# Trimming solid wood edge banding flush



## Cherryville Chuck (Sep 28, 2010)

I'm building another router table and am adding a solid wood edge around it which needed trimming flush to the top so I can add some laminate after. I'm sure this jig has been shown before, or at least a close version of it, but I haven't seen it lately so I thought it might be worth showing it again. It is very simple. I built it in about 20 minutes out of scrap. Now that I'm done it's pieces of scrap again. I don't like having a bunch of jigs hanging around that rarely get used.

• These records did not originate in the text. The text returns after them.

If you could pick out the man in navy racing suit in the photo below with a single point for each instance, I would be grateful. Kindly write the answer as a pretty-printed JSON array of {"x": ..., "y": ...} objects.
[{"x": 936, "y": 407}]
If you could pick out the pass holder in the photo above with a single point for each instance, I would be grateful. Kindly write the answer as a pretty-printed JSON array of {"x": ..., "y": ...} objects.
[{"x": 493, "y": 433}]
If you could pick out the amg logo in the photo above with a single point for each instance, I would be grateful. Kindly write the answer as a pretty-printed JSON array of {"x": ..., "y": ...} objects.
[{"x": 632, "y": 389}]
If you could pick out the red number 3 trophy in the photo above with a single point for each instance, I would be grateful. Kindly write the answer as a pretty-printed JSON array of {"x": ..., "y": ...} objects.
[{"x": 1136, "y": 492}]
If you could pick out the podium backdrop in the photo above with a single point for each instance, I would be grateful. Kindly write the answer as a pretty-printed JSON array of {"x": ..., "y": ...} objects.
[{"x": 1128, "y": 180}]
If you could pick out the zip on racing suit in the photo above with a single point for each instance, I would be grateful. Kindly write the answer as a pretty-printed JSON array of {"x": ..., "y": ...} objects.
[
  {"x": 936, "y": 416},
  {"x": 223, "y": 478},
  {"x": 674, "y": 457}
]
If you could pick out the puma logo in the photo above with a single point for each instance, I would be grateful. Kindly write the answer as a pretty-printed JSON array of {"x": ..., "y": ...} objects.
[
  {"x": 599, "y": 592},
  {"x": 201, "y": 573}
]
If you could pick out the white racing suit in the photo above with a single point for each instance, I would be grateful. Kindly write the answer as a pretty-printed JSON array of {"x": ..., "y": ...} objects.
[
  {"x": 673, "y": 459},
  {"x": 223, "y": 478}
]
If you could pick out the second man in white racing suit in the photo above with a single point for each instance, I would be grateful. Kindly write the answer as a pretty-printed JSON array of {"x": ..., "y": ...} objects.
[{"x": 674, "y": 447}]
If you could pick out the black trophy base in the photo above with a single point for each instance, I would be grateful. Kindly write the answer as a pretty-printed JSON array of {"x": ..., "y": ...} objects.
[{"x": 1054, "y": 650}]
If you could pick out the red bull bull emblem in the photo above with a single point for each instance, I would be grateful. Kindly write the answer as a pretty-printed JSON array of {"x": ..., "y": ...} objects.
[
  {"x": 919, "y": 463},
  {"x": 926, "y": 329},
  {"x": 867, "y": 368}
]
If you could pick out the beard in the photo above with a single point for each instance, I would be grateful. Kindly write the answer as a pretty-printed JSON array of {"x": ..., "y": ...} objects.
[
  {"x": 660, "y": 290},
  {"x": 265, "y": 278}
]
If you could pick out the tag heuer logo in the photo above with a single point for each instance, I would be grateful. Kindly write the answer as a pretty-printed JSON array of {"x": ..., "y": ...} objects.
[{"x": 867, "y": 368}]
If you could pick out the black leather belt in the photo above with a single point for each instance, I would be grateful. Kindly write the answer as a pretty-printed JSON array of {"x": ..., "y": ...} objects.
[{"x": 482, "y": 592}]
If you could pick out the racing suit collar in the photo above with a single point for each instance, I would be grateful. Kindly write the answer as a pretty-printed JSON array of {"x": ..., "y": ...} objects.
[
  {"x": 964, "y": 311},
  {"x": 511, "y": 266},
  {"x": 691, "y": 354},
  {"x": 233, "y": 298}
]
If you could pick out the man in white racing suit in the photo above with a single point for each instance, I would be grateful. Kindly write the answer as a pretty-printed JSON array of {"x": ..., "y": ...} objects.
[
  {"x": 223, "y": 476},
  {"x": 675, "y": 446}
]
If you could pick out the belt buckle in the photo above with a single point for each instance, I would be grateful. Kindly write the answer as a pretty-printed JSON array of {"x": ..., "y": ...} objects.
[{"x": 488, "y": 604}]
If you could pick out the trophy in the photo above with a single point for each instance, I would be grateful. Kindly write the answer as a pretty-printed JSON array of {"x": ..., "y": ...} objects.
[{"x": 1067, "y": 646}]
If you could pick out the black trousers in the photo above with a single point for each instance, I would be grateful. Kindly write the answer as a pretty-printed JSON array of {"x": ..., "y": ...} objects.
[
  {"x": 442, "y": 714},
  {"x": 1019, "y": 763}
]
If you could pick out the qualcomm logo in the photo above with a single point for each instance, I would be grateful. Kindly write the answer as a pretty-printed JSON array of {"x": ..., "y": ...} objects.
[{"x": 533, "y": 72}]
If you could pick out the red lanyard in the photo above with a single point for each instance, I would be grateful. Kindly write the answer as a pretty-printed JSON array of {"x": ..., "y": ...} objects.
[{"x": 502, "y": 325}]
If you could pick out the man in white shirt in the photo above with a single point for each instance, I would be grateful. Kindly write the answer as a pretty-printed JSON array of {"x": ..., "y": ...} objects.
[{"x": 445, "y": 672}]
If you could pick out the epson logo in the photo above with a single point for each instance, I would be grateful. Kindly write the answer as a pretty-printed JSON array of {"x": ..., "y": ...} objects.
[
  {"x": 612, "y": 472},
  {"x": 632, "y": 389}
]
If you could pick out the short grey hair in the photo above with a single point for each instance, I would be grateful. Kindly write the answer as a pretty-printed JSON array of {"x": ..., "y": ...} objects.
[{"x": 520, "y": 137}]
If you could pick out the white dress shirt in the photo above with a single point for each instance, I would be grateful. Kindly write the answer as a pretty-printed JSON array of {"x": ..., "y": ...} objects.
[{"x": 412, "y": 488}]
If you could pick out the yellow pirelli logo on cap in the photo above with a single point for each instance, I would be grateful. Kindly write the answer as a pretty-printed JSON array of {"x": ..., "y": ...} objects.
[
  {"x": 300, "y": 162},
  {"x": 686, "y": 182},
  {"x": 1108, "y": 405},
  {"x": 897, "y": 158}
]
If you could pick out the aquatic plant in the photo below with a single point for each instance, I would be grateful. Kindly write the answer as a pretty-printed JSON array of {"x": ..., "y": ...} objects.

If you use this on something like finish plywood I would leave the banding a couple of thou proud of the surface and sand it flush.


----------



## ksidwy (Jul 13, 2013)

Very handy and smart idea Charles!
Sid.


----------



## papasombre (Sep 22, 2011)

Hi, Charles.

Recently I saw a similar jig. It was used by George Vondriska in a video to trim the edge banding of some pieces.


----------



## Cherryville Chuck (Sep 28, 2010)

It is definitely not a new idea Alexis. I can't remember where I saw it anymore. This type is good for doing large panels or table edges (which are usually too large to man handle easily). There is another type for smaller panels, like shelves, where you add a layer of ply or mdf to a router or table saw fence and space it above the table far enough so that the banding will fit under it. Then you set the router bit or table saw blade flush to the outside edge and you run the panel through vertically. The banding then gets trimmed off flush with the panel. 

Two different methods of getting the job done under differing circumstances.


----------



## MT Stringer (Aug 15, 2012)

It looks a lot like mine. :grin:

I have added a guide underneath like yours since these pics were taken and changed to a 3/4 inch bit.


----------